Только тут Пааво понял всю нелепость своего положения. Его приняли за русского диверсанта, которые нет-нет, да появлялись то тут, то там и причиняли местному населению много хлопот, бед и неприятностей.

— У меня есть документы… — хотел было возразить солдат, но снова услышал в ответ «Заткнись!» и был поощрен новой порцией грязных деревенских ругательств.

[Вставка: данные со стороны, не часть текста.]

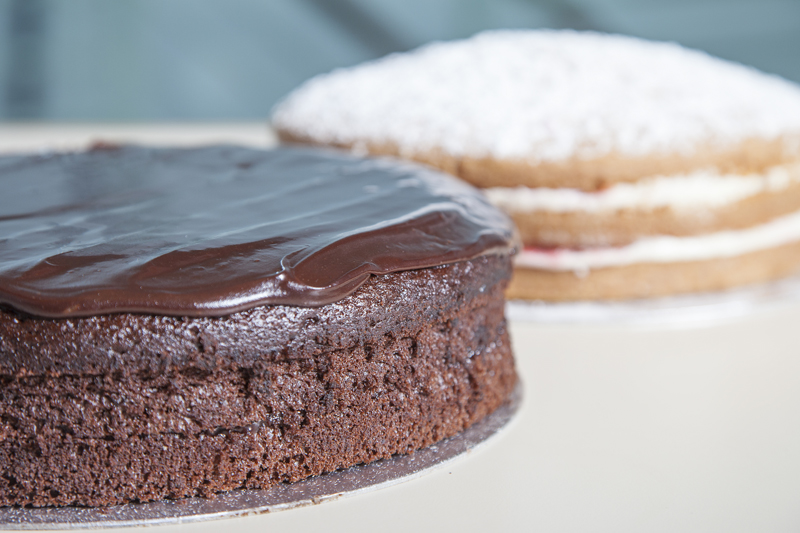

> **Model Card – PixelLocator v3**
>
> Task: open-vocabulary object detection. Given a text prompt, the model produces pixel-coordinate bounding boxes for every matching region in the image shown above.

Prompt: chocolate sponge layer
[0,255,517,507]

Человек вытолкал Пааво из-за сараев во двор. В одно мгновение Пааво принял решение бежать и, не успев даже осознать его, со всех ног бросился через двор к изгороди. Сзади грохнул выстрел и Пааво почувствовал резкий удар в правое ухо, от которого в голове сразу зашумело и зазвенело, но он по-прежнему летел к изгороди, понимая, что каждый шаг увеличивает его шансы на спасение: ведь стрелку за спиной надо потратить, как минимум, четыре секунды, чтобы тремя движениями передернуть затвор винтовки, приложиться, прицелиться и снова выстрелить. А если повезет — то на это уйдут и все шесть…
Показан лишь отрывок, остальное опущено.